Project Summary/Abstract
There is considerable evidence that the brain relies on a set of canonical neural computations, repeating them
across brain regions and modalities to apply operations of the same form, but we lack a theoretical framework
for how such canonical neural circuit computations can support a wide variety of cognitive processes and brain
functions. Through the proposed research, we aim to provide one. Preliminary results demonstrate that a
family of circuit models, called Oscillatory Recurrent Gated Neural Integrator Circuits (ORGaNICs), simulates
many key neurophysiological and cognitive/perceptual phenomena. We propose to develop models of the
dynamics of attention, and working memory, and to test those models with previously published datasets
acquired with a wide range of methodologies: human behavioral data, neurophysiological data from primate
and rodent prefrontal cortex (PFC), electrophysiology and Ca2+ imaging data from rodent prefrontal cortex,
and electrophysiology data from rodent medial entorhinal cortex.
In Aim 1, we hypothesize that normalization is critical for the stability and robustness of the recurrent circuits
that underlie working memory. We will test this hypothesis by developing an analytical theory, based on
ORGaNICs, of delay-period activity, and fitting published measurements of response dynamics in PFC.
In Aim 2, we hypothesize that behavioral performance during working memory tasks is limited by trial-to-trial
variability in delay-period activity, and also that top-down signals from working memory circuits provide the
attention-control signals that modulate sensory activity in visual cortex. We will test these hypotheses by
developing an analytical theory of attention and working memory, combining a visual cortex model and a PFC
model, and using it to fit previously published measurements of behavioral performance from a variety of
attention and working-memory experiments.
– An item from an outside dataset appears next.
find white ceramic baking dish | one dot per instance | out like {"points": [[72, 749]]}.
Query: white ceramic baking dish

In Aim 3, we propose to develop and test a theory of manipulation in working memory, with application to
navigation, specifically using ORGaNICs to model the responses of populations of head-direction cells while
animals are performing the active place avoidance task. We hypothesize that head-direction cells in MEC
operate like a working memory representation, by encoding a “landmark” (a sensory feature) relative to the
animal's current head direction, and then updating/manipulating the representation of that landmark as the
animal's orientation changes. We will test key predictions of the theory with new experiments.
The proposed research has the potential to be transformative by: providing a new set of analytical results and
computational (software) tools for characterizing and simulating a broad range of neural circuit models, which
will impact experimental design and data analysis; making new experimentally-testable predictions for both
ORGaNICs and alternative models; and testing some of those predictions with new experiments.